Energies
- Discipline: Physics, chemistry, engineering, computer sciences, economics
- Language: English
- Edited by: Enrico Sciubba

Publication details
- History: 2008-present
- Publisher: MDPI
- Frequency: Biweekly
- Open access: Yes
- Impact factor: 3.252 (2021)

Standard abbreviations
- ISO 4: Energies

Indexing
- CODEN: ENERGA
- ISSN: 1996-1073
- OCLC no.: 650101077

Links
- Journal homepage;

= Energies (journal) =

Scientific journal

Energies is a biweekly peer-reviewed open-access scientific journal. It was established in 2008 and is published by MDPI. The editor-in-chief is Enrico Sciubba (Sapienza University of Rome). The journal publishes original papers, review articles, technical notes, and letters to the editor. It concentrates on scientific research, technology, engineering, and management in relation to the field of energy supply, conversion, dispatch, and final usage.

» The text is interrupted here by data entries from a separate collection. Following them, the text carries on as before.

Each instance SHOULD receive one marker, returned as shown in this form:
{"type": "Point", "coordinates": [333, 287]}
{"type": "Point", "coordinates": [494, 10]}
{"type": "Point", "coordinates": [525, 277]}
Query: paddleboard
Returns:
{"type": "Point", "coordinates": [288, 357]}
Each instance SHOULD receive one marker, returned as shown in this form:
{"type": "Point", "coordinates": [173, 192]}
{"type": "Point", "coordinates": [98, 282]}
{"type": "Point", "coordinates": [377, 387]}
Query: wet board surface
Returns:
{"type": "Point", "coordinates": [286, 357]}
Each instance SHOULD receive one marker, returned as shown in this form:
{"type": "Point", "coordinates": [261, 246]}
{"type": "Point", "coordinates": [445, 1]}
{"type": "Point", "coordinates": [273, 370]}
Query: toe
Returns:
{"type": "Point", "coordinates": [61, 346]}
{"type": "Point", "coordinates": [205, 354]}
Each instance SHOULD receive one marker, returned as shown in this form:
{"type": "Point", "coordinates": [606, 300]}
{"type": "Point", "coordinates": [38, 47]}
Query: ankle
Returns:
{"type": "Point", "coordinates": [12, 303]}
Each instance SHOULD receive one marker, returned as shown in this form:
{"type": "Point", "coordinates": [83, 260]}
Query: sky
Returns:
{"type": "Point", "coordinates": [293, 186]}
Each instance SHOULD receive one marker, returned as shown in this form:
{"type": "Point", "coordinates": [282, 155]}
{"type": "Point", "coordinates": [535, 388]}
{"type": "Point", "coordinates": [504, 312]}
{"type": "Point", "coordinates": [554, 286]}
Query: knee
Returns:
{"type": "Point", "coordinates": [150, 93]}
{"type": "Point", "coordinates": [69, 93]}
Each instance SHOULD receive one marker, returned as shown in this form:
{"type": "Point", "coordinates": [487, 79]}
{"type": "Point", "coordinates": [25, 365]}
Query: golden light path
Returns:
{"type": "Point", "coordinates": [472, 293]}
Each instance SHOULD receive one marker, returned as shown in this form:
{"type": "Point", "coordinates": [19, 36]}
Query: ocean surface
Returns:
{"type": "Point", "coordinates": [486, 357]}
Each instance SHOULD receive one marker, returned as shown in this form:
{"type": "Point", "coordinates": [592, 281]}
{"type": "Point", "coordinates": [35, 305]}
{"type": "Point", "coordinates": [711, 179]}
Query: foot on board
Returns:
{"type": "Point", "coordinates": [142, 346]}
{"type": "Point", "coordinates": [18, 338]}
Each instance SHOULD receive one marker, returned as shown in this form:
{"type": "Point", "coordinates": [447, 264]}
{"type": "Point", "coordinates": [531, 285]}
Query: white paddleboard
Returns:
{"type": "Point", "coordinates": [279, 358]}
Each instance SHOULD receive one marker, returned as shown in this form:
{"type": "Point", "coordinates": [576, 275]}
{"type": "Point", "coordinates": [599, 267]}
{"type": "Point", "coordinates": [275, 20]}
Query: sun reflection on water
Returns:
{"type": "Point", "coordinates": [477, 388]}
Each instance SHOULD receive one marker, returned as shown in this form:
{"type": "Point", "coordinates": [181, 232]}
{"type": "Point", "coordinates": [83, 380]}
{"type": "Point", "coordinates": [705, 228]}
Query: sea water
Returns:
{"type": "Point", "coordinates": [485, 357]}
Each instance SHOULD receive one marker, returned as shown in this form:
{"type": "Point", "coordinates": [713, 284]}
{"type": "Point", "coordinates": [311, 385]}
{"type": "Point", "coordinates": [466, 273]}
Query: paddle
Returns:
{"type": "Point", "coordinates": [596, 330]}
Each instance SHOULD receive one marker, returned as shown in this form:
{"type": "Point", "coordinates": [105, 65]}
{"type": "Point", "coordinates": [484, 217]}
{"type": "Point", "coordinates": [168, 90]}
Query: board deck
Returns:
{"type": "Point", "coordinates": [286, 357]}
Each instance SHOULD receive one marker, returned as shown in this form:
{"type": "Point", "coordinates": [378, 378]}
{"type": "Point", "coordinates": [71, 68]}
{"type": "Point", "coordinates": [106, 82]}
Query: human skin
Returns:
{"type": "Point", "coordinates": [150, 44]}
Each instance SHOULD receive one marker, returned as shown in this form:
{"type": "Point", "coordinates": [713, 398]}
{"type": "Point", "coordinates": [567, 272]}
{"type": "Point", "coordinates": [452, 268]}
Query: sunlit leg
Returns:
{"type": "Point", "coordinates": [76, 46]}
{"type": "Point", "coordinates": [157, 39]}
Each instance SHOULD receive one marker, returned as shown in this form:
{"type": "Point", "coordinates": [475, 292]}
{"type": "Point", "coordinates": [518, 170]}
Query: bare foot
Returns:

The journal occasionally publishes special issues on specific topics.

==Abstracting and indexing==
The journal is abstracted and indexed in:

- CAB Abstracts
- Chemical Abstracts Service
- Compendex
- Current Contents/Engineering, Computing & Technology
- EBSCO databases
- Inspec
- Science Citation Index Expanded
- Scopus

According to the Journal Citation Reports, the journal has a 2020 impact factor of 3.004.